Moreover, “seeing is believing,” if taken literally, would make most contemporary science unacceptable. Originally, science started off with the purpose of “explaining what we see.” (Remember Newton’s observing a fruit falling.) But most scientific explanations for the visible required proposing invisible concepts such as gravity. So, leaving “seeing is believing” behind, science adopted the principle of “explaining what we see by postulating and provisionally believing what we can’t see.”

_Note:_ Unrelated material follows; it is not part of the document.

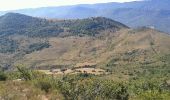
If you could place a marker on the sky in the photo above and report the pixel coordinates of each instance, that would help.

As science progressed further, its object of study such as the Higgs Boson became so subtle that they could be “seen” only by ultra-expensive instruments such as the 9 billion dollar worth Large Hadron collider. So, leaving “seeing is believing” far behind, science adopted the principle of “explaining what we believe we see by proposing what we believe is its cause.” In most advanced science, neither observation nor inference is visible. And yet much of this science works, thereby vindicating that invisible things exist.
So, “seeing is believing” requires unbelievable believing, believing that nothing exists beyond the visible. Pertinently, the Bhagavad-gita (15.10) reproaches as asinine (vimudha) those who insist on seeing with physical eyes. Instead, it recommends more sophisticated and appropriate means of seeing – the eyes of knowledge (jnana-chakshushah). Spiritual knowledge received through scripture and realized through purification gives us access to layers of reality beyond the visible and the material, wherein exists the invisible, non-material soul.